PS: the old _setmode hack still seems to work, I can input "zażółć gęślą jaźń" from console and get it printed back at me with
1
2
3
4
5
6
7
8
9
10
11
#include <stdio.h>
#include <io.h>
#include <fcntl.h>

int main() {
	_setmode(_fileno(stdin), _O_U16TEXT);
	_setmode(_fileno(stdout), _O_U16TEXT);
	wchar_t buf[100];
	fgetws(buf, 100, stdin);
	fputws(buf, stdout);
}

("old" because it predates their new course towards partial UTF-8 support)
Last edited on
I changed the code in accordance to your advice:
1
2
3
4
5
6
7
8
9
10
11
12
13
14
15
16
17
18
19
20
21
22
23
24
int main() {

	_setmode(_fileno(stdin), _O_U16TEXT);
	_setmode(_fileno(stdout), _O_U16TEXT);

	wchar_t buf[1000];
	fgetws(buf, 1000, stdin);
	// trailing \n removal
	buf[wcscspn(buf, L"\n")] = 0;

	std::ios_base::sync_with_stdio(false);
	std::wifstream wif; wif.open("utf8.txt");
	std::wstring str; std::wstring str2;
	getline(wif, str);
	std::wcout << "UTF8 File: " << str << std::endl;
	std::wcout << "FGETWS Input: " << buf << std::endl;

	std::locale loc("");
	std::wofstream wof; 
	wof.imbue(loc);
	wof.open("utf8-out.txt");
	wof << str2;
	std::wcin.ignore();
}


The output is this:
1
2
3
zażółć gęślą jaźń
UTF8 File: zażółć gęślą jaźń
FGETWS Input: zażółć gęślą jaźń


Firstly - I read elsewhere on the Internet that one shouldn't use both _setmode and SetConsoleOutputCP/SetConsoleCP together in a code, so I deleted that part. However, no matter whether I delete this part or not, reading from a file does not succeed.
I don't understand what has happened.

Notwithstanding the above problem I thank you for your _setmode suggestion :)

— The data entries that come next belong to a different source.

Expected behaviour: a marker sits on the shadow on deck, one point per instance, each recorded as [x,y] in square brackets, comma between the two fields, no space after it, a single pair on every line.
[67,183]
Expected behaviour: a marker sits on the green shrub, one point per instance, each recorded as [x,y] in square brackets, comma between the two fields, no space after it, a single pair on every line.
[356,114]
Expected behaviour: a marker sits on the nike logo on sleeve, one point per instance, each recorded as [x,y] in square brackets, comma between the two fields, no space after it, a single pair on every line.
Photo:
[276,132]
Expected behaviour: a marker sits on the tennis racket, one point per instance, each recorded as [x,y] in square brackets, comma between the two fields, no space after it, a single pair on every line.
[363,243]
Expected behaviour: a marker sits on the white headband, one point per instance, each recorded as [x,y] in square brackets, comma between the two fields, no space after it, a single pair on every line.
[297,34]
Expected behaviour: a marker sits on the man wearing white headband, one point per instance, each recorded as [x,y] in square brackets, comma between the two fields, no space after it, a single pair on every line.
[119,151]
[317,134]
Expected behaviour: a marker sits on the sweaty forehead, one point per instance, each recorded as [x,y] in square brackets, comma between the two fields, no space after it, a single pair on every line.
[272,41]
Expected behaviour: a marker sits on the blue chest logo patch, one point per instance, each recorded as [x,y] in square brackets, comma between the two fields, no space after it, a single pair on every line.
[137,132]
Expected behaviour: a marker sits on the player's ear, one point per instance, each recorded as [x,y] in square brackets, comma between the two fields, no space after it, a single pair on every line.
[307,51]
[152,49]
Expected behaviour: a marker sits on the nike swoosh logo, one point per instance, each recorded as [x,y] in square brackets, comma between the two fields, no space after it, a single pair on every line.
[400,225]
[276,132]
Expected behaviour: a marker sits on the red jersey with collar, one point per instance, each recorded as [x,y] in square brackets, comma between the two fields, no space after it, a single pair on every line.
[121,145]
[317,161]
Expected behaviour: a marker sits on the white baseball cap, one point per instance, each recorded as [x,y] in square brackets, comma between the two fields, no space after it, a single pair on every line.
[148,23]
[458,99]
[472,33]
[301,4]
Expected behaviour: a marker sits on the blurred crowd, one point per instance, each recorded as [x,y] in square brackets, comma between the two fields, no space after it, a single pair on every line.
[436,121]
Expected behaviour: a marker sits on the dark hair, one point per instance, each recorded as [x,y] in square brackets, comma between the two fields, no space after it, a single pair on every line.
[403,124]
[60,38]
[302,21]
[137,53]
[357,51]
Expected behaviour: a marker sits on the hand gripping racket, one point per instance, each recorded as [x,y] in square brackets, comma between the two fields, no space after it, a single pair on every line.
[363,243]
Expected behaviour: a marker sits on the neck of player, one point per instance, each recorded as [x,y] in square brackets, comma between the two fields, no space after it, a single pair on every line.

EDIT: it occured to me suddenly that if one uses _setmode on stdin, to the best of my knowledge this "mode" is inherited by cin and wcin. I tried just that and UTF16 works using not only fgetws, but also wcin.

P.S I couldn't find any appropriate answer on the Internet, so a quick question - is there a way to not const declare how long a stdin buffer is? In an analoguous situation with declaring char input[1000]; std::cin >> input; everyone would try to discourage me from doing such a thing, so I wonder if more "dynamic" approach is available.

Sincerely.
Last edited on
reading from a file does not succeed.

read from a file using ifstream, not wifstream. Windows cannot make wifstream work.
Once you have your data in std::string, then you can do as you please: either print directly (through SetConsoleOutputCP, as in my example above) or convert to UTF16 in a std::wstring using std::codecvt_utf8 or MultibyteToWideChar and print through _O_U16TEXT
Last edited on
Topic archived. No new replies allowed.